Accountable
Just before publishing Charlie Parker Played Be Bop, in the early 1990s, Chris found an old accountant’s ledger book in a dumpster.
It was a beautiful object—more than an inch thick, rectangular, with a burnt-umber cloth covering, leather-bound corners and yellowed pages filled with slim blue and red lines.
It held decades of writing and columns of numbers—a man’s life’s work— and Chris decided to, in a sense, continue the work by filling in the empty pages with his own accounts.
Making art of any kind is “flittery,” Chris said when I asked him about the ledger in anticipation of writing this post. Recording how he uses his time, the books he completes and sells, his income and expenses, keeps him grounded.
I know what he means but I don’t do it the same continuous way. My accounting happens in spurts of going through old files or sorting papers. It’s a different approach but the result is the same.
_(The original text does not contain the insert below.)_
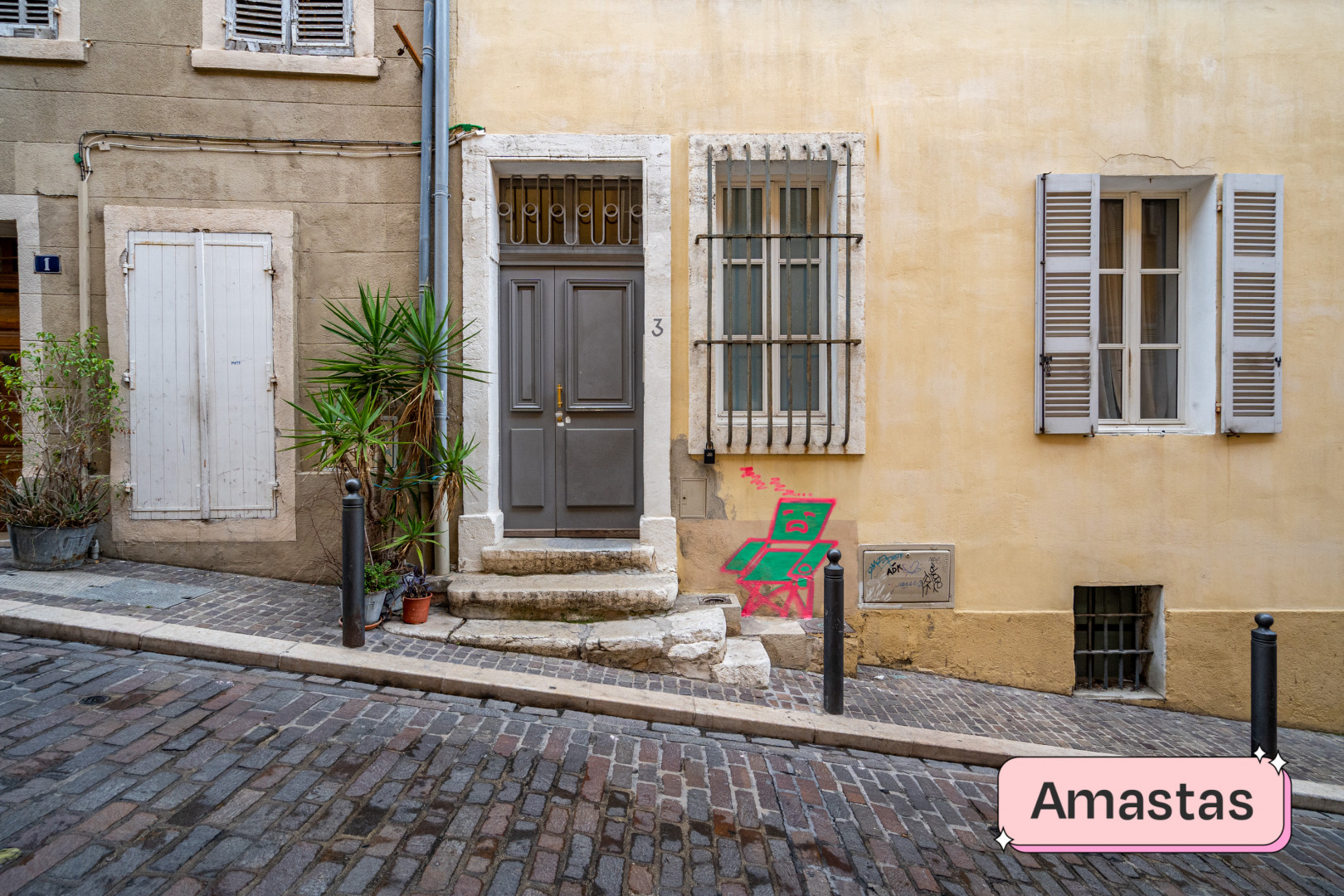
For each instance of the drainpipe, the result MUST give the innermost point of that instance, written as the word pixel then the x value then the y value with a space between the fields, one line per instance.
pixel 441 254
pixel 426 143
It’s how I pause and take stock.
In any kind of business, it can be helpful to evaluate your time and money, to see how you’re spending it, and whether or not you want to spend it that way so you’re not drifting. It can be reassuring if it matches what you want, and help you adjust if it doesn’t reflect the direction you want to go.
The original ledger book, sadly, was forgotten in the park long ago. Since then, Chris has used smaller ledgers that are easier to carry in a bag.
The inspiration for how he keeps his accounts comes from a beloved and beautiful book we have at home called the Alexander Weltatlas.
Last night I turned the pages of the book and could see the obvious correlation between Chris’ ledgers and that old world atlas. It reminded me of the importance of inspiration and how keeping account is part of how we spend our time.
Life often feels flitterish and fleeting to me, too—but when I take account of where I’ve been, and what I’ve done, it helps me pause, recalibrate, move on.